Tantra im Buddhismus
Im Tibetischen Buddhismus ist Tantra die Bezeichnung für verschiedene Arten von
Texten (medizinische Tantras, astrologische Tantras, etc.); in erster Linie jedoch
Oberbegriff für die Grundwerke des Vajrayana und die von diesen beschriebenen
Meditationssystemen. Die Verkündigung der Tantras wird Buddha Shakyamuni zugeschrieben
in seiner Manifestation als Dharmakaya (Trikaya). Tantra heißt hier "Kontinuum"
oder "System".
Diese stark auf die menschliche Erlebnisfähigkeit ausgerichtete Überlieferung
beschreibt die spirituelle Entwicklung in Hinsicht auf die Kategorien Basis, Weg und
Frucht. Die Basis ist die praktizierende Person, der Weg besteht aus den meditativen
Pfaden, die diese Basis reinigen, und die Frucht ist der Zustand, den diese Praktiken
herbeiführen. Um diese drei Phasen geht es in allen Ausdrucksformen des Tantra.
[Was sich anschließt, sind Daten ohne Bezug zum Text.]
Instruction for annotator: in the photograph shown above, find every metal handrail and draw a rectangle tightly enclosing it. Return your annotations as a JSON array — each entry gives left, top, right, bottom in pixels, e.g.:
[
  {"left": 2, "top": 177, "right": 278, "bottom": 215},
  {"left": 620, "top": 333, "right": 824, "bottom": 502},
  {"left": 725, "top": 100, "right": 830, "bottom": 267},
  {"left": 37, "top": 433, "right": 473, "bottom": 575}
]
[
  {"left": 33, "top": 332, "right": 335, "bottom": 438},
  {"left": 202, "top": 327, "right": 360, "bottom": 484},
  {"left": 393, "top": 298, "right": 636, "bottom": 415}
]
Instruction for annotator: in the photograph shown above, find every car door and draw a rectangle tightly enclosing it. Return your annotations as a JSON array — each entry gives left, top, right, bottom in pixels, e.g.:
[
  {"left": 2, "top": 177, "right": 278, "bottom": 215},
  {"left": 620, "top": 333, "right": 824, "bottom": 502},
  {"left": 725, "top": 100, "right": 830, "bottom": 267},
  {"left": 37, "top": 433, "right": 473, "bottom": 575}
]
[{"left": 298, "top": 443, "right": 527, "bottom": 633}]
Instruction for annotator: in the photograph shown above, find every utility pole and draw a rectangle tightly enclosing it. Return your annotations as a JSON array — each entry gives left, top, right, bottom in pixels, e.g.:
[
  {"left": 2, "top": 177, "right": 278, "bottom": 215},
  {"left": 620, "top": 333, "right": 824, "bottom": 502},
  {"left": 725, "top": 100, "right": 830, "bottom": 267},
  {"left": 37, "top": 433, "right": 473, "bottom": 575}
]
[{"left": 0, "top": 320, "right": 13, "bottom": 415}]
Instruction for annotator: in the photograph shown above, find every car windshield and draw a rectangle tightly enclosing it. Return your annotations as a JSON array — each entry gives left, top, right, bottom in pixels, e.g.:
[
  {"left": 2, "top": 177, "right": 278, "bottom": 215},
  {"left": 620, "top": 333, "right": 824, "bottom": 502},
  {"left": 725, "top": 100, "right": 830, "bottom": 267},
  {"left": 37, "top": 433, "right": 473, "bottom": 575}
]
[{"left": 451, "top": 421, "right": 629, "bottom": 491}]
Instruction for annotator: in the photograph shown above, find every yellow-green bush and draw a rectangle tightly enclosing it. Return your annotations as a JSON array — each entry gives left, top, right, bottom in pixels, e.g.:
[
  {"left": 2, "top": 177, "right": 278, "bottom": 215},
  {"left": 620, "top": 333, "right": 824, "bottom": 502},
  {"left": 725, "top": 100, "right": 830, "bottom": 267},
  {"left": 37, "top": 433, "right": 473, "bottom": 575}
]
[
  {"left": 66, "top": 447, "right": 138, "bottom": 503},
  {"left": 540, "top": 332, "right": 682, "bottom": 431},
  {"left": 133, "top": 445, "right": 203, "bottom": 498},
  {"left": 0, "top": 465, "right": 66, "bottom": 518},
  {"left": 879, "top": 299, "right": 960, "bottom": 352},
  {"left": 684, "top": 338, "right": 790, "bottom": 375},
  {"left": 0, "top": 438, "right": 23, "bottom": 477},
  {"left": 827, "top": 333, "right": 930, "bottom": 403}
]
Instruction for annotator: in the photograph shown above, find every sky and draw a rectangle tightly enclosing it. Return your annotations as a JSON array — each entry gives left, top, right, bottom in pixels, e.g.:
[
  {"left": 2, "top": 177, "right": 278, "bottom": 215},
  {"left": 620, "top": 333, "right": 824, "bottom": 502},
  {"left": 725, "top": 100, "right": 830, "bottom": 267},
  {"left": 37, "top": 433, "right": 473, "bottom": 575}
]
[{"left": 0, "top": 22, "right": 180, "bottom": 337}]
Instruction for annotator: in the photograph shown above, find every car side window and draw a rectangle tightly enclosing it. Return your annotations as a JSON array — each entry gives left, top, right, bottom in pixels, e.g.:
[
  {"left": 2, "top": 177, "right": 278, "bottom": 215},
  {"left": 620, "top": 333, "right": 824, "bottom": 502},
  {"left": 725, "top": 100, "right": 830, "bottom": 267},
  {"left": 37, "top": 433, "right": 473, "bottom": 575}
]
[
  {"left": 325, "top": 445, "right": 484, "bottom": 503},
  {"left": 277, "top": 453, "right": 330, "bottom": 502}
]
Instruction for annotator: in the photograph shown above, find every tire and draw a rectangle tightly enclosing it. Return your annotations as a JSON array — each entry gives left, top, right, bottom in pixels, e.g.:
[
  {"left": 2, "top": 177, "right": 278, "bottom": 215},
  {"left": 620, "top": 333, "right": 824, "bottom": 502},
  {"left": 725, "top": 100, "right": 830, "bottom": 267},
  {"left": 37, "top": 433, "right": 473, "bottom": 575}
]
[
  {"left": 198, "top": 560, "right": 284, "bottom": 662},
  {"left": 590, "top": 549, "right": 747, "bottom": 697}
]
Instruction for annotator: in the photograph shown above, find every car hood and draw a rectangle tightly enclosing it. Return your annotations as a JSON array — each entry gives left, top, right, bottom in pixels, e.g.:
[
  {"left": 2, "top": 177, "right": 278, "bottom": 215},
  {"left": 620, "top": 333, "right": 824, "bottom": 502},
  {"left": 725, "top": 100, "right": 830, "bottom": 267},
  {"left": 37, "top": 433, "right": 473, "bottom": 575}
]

Die tibetische Tradition spricht von vier "Tantraklassen": Kriya-Tantra (Handlungstantra),
Charya-Tantra (Ausübungstantra), Yoga-Tantra und Höchstes Yoga-Tantra. Die
Kriterien für diese Unterteilung sind die Unterschiede in den geistigen Fähigkeiten
der Übenden und der Wirksamkeit der Mittel, die zur Erleuchtung (Bhodi) verhelfen.
Zu den wichtigsten Werken des Höchsten Yoga-Tantra zählen z. B. Guhyasamaja-Tantra
und das Kalachakra-Tantra. Die "Alten Tantras" der Nyingmapa-Schule unterteilten
das Höchste Yoga-Tantra in drei weitere Klassen: Maha-, Anu- und Ati-Yoga (Dzogchen).
Diese Tantras akzeptieren die schon immer gegebene Reinheit des Geistes als Grundlage
ihrer Praxis; das bekannteste unter ihnen ist das Gyhyagarbha-Tantra.
Das Denken der Tantras in Polaritäten findet seinen stärksten Ausdruck in
einer vielschichtigen sexuellen Symbolik. Die Aufhebung der Dualität vom männlichen
Prinzip (Methode, Upaya) und weiblichen Prinzip (Weisheit, Prajna) durch ihre Einswerdung
wird als herausragendes Merkmal des Höchsten Yoga-Tantra bezeichnet.